Comment définir l’humanisme ? L’Encyclopédie de l’Agora le définit comme une vision du monde où tout gravite autour de l’homme comme tout gravitait autour de Dieu dans la vision antérieure en Occident. Ainsi défini, l’humanisme est le produit d’une révolution copernicienne inversée: l’homme, auparavant satellite de Dieu, devient l’astre central. »

L’humanisme résulte d’un travail de l’homme sur lui-même, travail tant mis en exergue au siècle des Lumières. D’ailleurs, Kant définissait ainsi les Lumières : «Les Lumières se définissent comme la sortie de l'homme hors de l'état de minorité où il se maintient par sa propre faute. La minorité est l'incapacité de se servir de son propre entendement sans être dirigé par un autre. Elle est due à notre propre faute quand elle résulte non pas d'un manque d'entendement mais d'un manque de résolution et de courage pour s'en servir sans être dirigé par un autre. Aie le courage de te servir de ton propre entendement! Voilà la devise des Lumières»

On peut ainsi voir l’humanisme sous deux angles : une vision de l’homme et de son rôle dans le monde et la volonté qu’il doit avoir de progresser pour réaliser cette vision. Cette vision et cette progression ne sont possibles qu’en faisant appel à la richesse infinie que représente la diversité humaine.

2.2   La Barbarie

A l’origine, le terme barbare qui signifie étranger en grec était un mot utilisé par les grecs antiques pour désigner d’autres peuples étranger à leur civilisation. La barbarie représentait donc les agissements de ces barbares, incompréhensibles par le peuple grec. Montaigne rejoint cette vision et nous indique que «Chacun appelle barbarie ce qui n’est pas de son usage».
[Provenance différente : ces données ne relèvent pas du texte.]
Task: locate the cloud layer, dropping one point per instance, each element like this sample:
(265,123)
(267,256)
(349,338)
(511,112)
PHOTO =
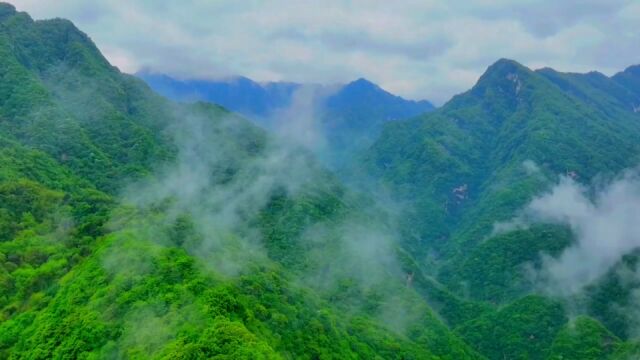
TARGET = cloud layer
(604,222)
(419,49)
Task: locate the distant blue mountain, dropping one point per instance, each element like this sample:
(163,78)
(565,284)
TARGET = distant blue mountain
(361,99)
(351,115)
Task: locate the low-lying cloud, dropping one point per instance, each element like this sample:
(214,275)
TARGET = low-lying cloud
(604,220)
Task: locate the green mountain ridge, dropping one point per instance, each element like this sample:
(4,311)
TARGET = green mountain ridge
(134,227)
(87,273)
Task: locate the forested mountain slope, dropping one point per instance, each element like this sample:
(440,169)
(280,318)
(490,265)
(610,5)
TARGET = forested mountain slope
(132,227)
(344,118)
(475,164)
(135,227)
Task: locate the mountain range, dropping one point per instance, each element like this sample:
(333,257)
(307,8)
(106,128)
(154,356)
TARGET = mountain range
(344,118)
(135,226)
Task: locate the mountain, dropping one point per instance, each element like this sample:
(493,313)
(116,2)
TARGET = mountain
(135,227)
(349,117)
(256,100)
(478,161)
(132,226)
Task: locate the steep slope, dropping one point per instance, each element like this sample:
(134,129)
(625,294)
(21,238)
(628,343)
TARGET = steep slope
(463,164)
(481,158)
(346,117)
(132,227)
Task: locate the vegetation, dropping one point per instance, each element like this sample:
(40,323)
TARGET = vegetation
(134,227)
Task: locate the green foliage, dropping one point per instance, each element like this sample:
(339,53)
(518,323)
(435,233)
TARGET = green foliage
(524,329)
(584,338)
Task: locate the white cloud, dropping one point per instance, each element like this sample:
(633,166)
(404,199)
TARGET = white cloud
(604,223)
(419,49)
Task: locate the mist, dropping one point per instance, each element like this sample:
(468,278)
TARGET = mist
(604,219)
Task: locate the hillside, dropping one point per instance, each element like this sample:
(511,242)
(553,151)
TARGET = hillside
(134,227)
(479,160)
(344,118)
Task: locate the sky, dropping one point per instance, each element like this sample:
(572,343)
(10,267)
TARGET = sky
(419,49)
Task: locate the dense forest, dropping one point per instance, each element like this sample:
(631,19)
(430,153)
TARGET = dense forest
(132,226)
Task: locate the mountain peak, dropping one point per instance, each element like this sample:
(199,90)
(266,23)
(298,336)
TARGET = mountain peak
(6,10)
(362,83)
(507,75)
(505,66)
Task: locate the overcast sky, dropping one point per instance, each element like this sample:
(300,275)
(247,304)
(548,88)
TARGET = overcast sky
(418,49)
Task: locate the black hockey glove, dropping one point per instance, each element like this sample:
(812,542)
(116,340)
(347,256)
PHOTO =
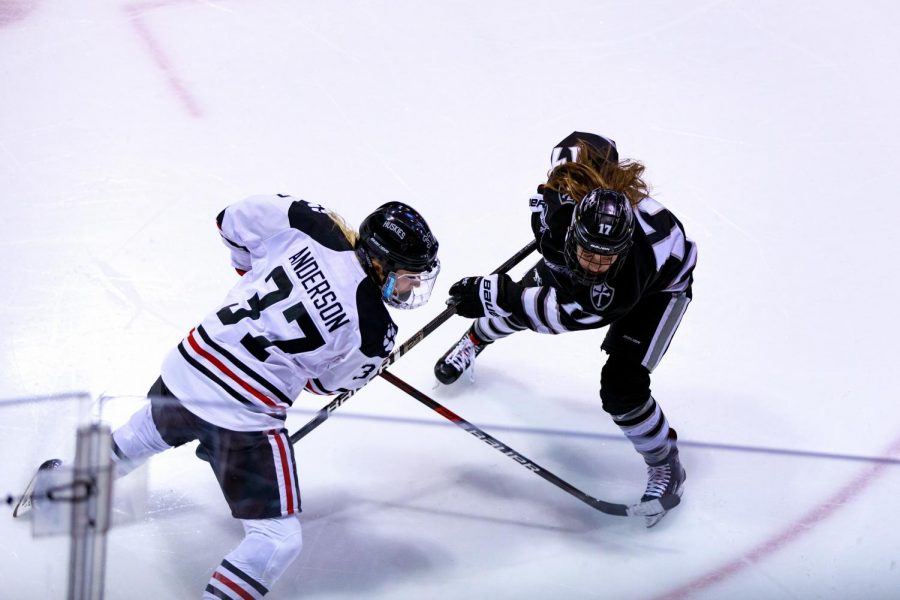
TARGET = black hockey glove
(491,296)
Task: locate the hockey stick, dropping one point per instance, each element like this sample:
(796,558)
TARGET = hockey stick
(408,345)
(651,507)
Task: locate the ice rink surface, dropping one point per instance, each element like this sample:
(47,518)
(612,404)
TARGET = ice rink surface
(769,128)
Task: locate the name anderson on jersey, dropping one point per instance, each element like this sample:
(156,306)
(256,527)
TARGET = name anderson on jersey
(319,290)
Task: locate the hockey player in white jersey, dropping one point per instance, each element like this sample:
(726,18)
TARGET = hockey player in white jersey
(308,314)
(611,256)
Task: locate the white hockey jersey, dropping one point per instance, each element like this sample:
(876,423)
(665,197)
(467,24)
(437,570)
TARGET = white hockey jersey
(304,316)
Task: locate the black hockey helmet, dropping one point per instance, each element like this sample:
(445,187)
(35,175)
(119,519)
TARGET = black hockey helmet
(567,150)
(397,236)
(602,224)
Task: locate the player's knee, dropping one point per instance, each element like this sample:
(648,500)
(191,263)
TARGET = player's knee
(624,385)
(136,440)
(271,545)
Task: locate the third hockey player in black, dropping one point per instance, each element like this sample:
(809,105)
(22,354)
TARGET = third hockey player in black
(611,256)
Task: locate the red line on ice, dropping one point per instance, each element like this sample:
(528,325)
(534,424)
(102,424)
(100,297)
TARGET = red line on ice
(790,533)
(136,14)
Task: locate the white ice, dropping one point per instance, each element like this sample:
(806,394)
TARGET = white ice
(769,127)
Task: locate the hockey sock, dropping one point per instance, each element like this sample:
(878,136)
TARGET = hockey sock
(648,429)
(248,571)
(135,441)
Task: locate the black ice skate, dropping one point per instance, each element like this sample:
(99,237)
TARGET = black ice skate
(664,479)
(459,358)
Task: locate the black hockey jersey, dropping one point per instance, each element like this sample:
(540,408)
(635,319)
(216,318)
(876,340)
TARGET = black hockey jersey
(304,316)
(661,259)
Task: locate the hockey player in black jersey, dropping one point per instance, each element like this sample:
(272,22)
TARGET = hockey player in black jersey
(611,256)
(308,313)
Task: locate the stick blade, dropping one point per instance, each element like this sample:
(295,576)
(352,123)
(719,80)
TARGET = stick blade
(23,506)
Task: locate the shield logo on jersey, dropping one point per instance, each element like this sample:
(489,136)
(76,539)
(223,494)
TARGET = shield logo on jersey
(601,295)
(389,338)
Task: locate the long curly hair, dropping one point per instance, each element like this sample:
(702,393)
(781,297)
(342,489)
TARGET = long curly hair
(590,170)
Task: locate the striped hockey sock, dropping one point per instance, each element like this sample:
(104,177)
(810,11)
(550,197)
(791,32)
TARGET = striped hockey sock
(230,583)
(648,429)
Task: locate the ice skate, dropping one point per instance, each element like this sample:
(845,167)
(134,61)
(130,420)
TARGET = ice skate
(664,479)
(459,358)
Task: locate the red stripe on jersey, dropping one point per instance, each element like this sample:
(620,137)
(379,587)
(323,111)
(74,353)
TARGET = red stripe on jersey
(232,585)
(221,366)
(285,473)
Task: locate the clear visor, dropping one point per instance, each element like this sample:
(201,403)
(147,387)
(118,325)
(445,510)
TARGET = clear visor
(593,263)
(407,289)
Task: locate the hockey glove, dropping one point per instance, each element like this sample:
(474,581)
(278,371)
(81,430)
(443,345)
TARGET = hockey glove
(491,296)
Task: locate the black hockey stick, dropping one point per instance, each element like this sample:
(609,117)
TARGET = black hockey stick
(651,507)
(408,345)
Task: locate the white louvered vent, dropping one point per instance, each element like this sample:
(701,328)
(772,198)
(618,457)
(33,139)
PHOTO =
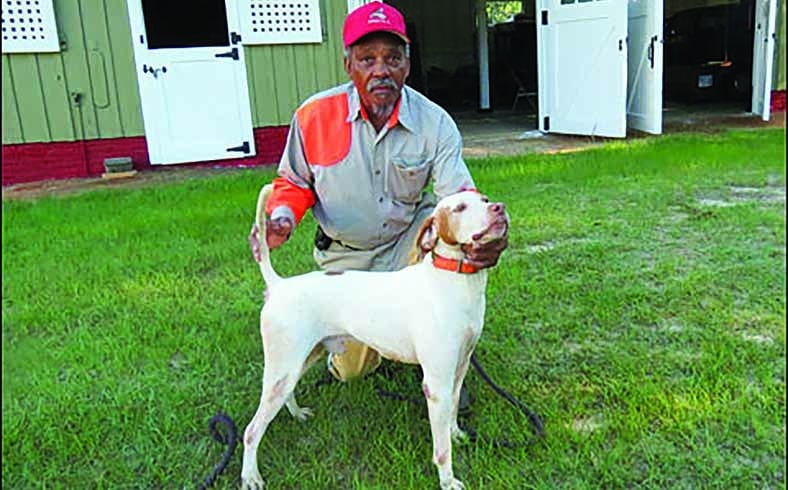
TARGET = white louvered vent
(281,22)
(29,26)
Si la barbarie a longtemps représenté ce que faisait l’autre, l’étranger, elle a dans sa signification contemporaine un sens beaucoup plus péjoratif mais également plus universel, puisqu’elle désigne les agissements de l’homme qui avilissent son statut humain. Volontiers utilisé pour désigner l’Holocauste, le terme de barbarie a toujours sa place dans notre siècle, en témoignent les événements récents au Kosovo, au Rwanda ou encore à Guantanamo. Elle consiste en une action réfléchie, organisée de destruction de l’homme selon des critères bien choisis qui correspondent souvent à un refus de la différence et/ou à un repliement sur soi-même.

Cette vision de la Barbarie, principalement axée sur la notion d’extermination ethnique, a énormément évolué ces dernières années.

Pour Simone Weil, la barbarie est «un caractère permanent et universel de la nature humaine, qui se développe plus ou moins selon les circonstances lui donnant plus ou moins de jeu». La barbarie existe donc de façon latente dans notre civilisation et s’empare des hommes si la distribution des forces dans la société ne peut plus la réfréner.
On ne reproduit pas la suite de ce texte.